Köhler: "Berliner Rede":Der Präsident beichtet - und klingt wie Kant

Bundespräsident Köhler rechnet offen ab mit alten Machenschaften im Finanzmarkt. Er will eine ökologische Revolution und fordert, frei nach Kant, bürgerliche Werte ein. Für seine grandiose "Berliner Rede" erntet das Staatsoberhaupt, was er lange nicht erhielt: spontanen Applaus.

Thorsten Denkler, Berlin

Am Anfang steht eine Beichte. "Ich will Ihnen eine Geschichte meines Scheiterns berichten", sagt Bundespräsident Horst Köhler. Es folgt das Eingeständnis des ehemaligen Weltfinanziers, die Hinweise auf die Krise der Finanzwelt früh erkannt zu haben - aber als Chef des Internationalen Währungsfonds (IWF) in den Hauptstädten kein Gehör gefunden zu haben.
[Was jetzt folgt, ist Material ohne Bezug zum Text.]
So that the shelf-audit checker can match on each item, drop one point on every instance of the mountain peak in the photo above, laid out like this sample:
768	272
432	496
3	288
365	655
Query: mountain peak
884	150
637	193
Köhler: "Berliner Rede": Bundespräsident Horst Köhler in der Berliner Elisabethkirche: "Die Menschheit sitzt in einem Boot. Und die in einem Boot sitzen, sollen sich helfen."

Bundespräsident Horst Köhler in der Berliner Elisabethkirche: "Die Menschheit sitzt in einem Boot. Und die in einem Boot sitzen, sollen sich helfen."

(Foto: Foto: Getty)

Es habe der Wille gefehlt, so Köhler, "das Primat der Politik über die Finanzmärkte durchzusetzen". Seine Beobachtung: "Jetzt sind die großen Räder gebrochen."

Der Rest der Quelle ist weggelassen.